The problem for a bookmaker in a topsy-turvy two-horse race like the one underway between Frankie Dettori and Kieren Fallon, who are level on 125 winners after the latter rider's double at Brighton yesterday, is that hardly anyone ever bets at odds-on. Instead, punters weigh in at odds like the 11-4 available with the Tote about Fallon yesterday morning, and then sit back and watch as he shrinks to 7-4 in the course of an afternoon.

With Dettori idle for five days next week, it is more than likely that those who took a price yesterday will be able to back the Italian and guarantee themselves a profit within little more than 10 days.

Those who do not cover their bet can be sure that Fallon will spare no effort in the pursuit of his first title. "I can't afford to take time off like Frankie, I'm not as wealthy as him," Fallon said yesterday after winning a maiden and a handicap at Brighton with a combined value of less than pounds 7,500. "The way I look at it, whether it's Brighton or Bath, they are all winners and they all count, sellers and all."

The depth of that commitment may be tested as soon as next Monday, when Hamilton stages the only Flat racing in Britain, but on the day when Dettori begins his suspension, it is a far bet that Fallon will make the trek to one of the more remote tracks in the country.

"It is too early to begin worrying about the championship," Fallon added. "There is still a lot of the season left, and look what happened to Frankie last year when an injury put him out for a long time.
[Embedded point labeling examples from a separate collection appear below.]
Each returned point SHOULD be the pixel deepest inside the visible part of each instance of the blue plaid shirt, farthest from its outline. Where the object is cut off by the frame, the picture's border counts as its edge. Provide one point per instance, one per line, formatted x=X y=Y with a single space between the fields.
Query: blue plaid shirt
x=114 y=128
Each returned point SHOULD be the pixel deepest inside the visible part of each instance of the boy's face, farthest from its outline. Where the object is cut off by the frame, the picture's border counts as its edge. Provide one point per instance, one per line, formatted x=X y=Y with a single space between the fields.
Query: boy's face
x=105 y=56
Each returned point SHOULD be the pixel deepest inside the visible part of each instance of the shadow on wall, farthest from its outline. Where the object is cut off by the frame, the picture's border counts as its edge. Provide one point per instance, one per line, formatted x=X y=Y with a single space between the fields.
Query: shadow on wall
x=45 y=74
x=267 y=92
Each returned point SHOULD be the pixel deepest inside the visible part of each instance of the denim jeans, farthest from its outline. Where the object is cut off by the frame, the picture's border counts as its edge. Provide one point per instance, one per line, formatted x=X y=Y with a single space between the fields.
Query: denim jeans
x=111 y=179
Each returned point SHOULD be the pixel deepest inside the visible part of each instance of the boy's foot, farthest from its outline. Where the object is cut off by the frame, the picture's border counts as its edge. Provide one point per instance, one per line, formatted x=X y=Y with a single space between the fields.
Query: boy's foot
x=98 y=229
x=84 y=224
Wait until the last two weeks of the season, but it might be exciting." In truth, of course, it already is.

Pat Eddery's chance of defending the title has all but evaporated, but he can at least look forward to the Ayr Gold Cup next month with some optimism after Plaisir D'Amour, a winner for the Irishman at York last week, was installed as 14-1 favourite for the event yesterday.

Owned by Michael Tabor and trained by Neville Callaghan, Plaisir D'Amour is one of 142 entries, a record for the race, a field which is headed by Coastal Bluff, last year's winner, with a burden of 10st 2lb.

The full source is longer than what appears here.